Combined with AI-powered supplier targeting that is capable of predicting adoption with greater than 90% accuracy, firms are achieving extraordinary results, with 60%+ virtual card acceptance among suppliers invoicing up to $100,000 annually, unlocking new revenue streams through rebates from payments. This transformation is redefining AP from a cost center to a cornerstone of financial resilience.
Safeguarding Continuity Through Modern AP
Manual AP no longer suffices in 2025’s fast-evolving business landscape. Firms that cling to paper-based workflows risk mounting errors, strained supplier ties and diminished cash clarity. AP must now be as streamlined, secure and resilient as possible to support growth in volatile conditions.
PYMNTS Intelligence offers the following actionable roadmap for companies considering modernization of their AP processes:
- Eliminate manual entry and fragmented workflows. Replace paper invoices and email approvals with automated capture and routing to reduce errors and free staff time.
- Address payment delays that heighten volatility.
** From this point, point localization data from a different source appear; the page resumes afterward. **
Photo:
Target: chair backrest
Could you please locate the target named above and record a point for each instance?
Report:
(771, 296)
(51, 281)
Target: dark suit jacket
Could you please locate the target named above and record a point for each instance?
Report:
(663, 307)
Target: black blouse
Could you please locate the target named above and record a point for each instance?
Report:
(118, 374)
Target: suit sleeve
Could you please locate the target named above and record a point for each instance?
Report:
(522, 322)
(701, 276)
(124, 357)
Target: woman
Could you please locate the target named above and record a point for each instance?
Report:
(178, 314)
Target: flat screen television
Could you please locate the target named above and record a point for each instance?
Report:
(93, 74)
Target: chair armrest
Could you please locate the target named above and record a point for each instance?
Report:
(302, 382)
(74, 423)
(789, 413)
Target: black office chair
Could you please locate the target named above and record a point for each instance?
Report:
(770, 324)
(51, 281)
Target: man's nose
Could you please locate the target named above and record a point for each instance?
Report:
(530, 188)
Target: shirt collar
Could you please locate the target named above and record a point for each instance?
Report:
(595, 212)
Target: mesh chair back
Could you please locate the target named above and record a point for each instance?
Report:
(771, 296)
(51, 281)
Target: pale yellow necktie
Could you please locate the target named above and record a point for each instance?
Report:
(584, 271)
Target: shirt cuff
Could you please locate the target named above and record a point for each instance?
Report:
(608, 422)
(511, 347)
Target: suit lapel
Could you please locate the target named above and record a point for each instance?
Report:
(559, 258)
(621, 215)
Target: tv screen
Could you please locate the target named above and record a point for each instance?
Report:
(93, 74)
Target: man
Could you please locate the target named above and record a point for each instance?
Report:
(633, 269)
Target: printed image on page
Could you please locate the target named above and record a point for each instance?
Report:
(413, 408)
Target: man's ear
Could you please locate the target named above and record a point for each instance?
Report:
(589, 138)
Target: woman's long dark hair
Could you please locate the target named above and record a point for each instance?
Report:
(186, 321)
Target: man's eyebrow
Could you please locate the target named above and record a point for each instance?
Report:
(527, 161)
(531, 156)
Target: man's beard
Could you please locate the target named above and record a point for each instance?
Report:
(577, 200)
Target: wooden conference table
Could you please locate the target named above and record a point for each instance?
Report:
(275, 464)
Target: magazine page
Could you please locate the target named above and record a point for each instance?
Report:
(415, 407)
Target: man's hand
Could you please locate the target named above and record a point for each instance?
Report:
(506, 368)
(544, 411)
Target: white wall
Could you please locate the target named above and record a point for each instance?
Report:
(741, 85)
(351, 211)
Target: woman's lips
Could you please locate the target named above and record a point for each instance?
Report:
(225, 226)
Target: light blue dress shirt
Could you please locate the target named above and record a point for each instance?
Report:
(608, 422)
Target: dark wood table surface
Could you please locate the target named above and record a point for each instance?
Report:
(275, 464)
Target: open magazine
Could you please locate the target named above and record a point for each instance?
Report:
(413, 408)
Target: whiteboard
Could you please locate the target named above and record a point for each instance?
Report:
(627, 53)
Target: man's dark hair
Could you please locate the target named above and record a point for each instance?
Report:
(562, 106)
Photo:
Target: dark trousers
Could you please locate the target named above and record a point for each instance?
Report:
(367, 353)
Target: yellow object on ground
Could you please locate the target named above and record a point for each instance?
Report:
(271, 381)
Shift from checks and slow rails to faster settlement methods that stabilize cash flow and maintain supplier trust.
- Adopt managed AP services. Offload execution, exception handling and supplier outreach to specialists, allowing teams to focus on strategy and analysis.
- Leverage AI to expand supplier adoption. Use predictive targeting to increase supplier adoption, reduce fraud risk and strengthen vendor relationships.
Modernizing AP step by step can deliver lower cost, fewer delays and stronger trust. By embracing embedded payments, businesses not only reduce risk but also gain the ability to make finance a driver of growth in 2025 and beyond.